I'm a little confused. You have 4.5 lbs. of grain listed, but only mashed 2.5? I would have mashed the 2-row, oats & wheat. The crystal and chocolate can just be steeped.

Most of the time one sparge is enough for my tun, but I use a bigger cooler and more sparge water. I leave it in for about 15 minutes and stir the mash twice. With your setup, I'd sparge once & drain. Check the gravity of that run. If it's over 1.020, I'd sparge a second time with another gallon of water.

Sounds like you need a bigger cooler.
 
Thanks, it was a typo, I did use all 4.5 lbs of grain (mixed well before the mash to distribute the oats and wheat so they wouldn't clump together)

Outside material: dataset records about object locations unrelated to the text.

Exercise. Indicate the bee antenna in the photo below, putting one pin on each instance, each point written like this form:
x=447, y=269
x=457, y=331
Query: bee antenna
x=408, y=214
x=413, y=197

A bigger cooler is on horizon, the one I used was borrowed from parents. Just minimizing $$ now. The preheat idea came to me when I saw the low initial temp. The denaturing enzyme issue - I only removed liquid, about 1-1.5 qt. Didn't see any other way without a bigger cooler.

Is there a downside to using more water than 1.3qt : 1lb? If I had similar issue in larger cooler, I could have just added hot water, but I was already full.

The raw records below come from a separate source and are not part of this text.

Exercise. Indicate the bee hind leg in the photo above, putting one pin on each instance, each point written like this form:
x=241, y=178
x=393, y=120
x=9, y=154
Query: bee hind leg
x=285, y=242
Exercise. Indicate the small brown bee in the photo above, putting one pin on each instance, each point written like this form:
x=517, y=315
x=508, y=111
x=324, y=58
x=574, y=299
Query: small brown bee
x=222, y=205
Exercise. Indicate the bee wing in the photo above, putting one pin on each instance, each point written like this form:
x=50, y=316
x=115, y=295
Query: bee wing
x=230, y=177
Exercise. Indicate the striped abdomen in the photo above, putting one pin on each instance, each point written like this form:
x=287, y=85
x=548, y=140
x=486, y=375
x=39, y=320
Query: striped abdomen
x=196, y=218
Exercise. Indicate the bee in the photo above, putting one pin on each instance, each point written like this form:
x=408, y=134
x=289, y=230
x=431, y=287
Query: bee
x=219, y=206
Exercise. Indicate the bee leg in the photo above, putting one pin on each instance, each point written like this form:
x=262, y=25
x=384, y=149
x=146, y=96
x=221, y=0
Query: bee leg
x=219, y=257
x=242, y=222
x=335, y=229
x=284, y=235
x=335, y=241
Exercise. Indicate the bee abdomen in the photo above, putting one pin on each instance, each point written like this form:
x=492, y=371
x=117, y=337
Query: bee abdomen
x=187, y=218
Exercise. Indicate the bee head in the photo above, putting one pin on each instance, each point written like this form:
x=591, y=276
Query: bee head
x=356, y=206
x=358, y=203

Guess I will have to try again...:D

Thinking of a porter or stout, but might try a lager, since I have a extra fridge for at least a little while.
 
The enzymes are in the liquid once the mash starts. They dissolve first & process the starches & complex sugars as those dissolve.

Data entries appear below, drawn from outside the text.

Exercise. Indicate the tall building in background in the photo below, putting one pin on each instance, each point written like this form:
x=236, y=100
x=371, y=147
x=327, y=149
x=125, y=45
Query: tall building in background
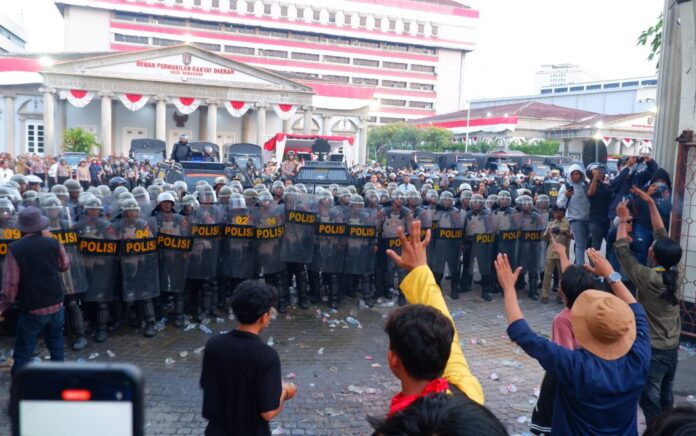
x=562, y=74
x=403, y=58
x=12, y=37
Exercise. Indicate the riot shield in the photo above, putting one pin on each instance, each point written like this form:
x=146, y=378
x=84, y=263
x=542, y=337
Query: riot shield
x=205, y=231
x=533, y=225
x=237, y=245
x=139, y=259
x=480, y=231
x=329, y=241
x=447, y=239
x=551, y=188
x=300, y=219
x=99, y=251
x=174, y=244
x=269, y=230
x=507, y=224
x=360, y=242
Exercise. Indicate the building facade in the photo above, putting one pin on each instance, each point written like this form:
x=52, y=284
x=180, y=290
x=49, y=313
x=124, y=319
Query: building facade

You can raise mash temperatures by doing a decoction. Remove some of the grain without the liquid, I just scoop grain into a sieve, then heat the grain to boiling (carefully) and add it back. If you do this with about 1/3 of the grain at a time, you can raise the temperature nicely. It changes the flavor a bit and tends to add more body.

More water isn't a problem. The concentration of enzymes is reduced, but for modern grains and a 60 minute mash, it doesn't matter much. Temperature is far more important.

As I mentioned, you can separate out the grains that don't need mashing and steep them. Palmer has a good chart on PPG for steeping vs. mashing.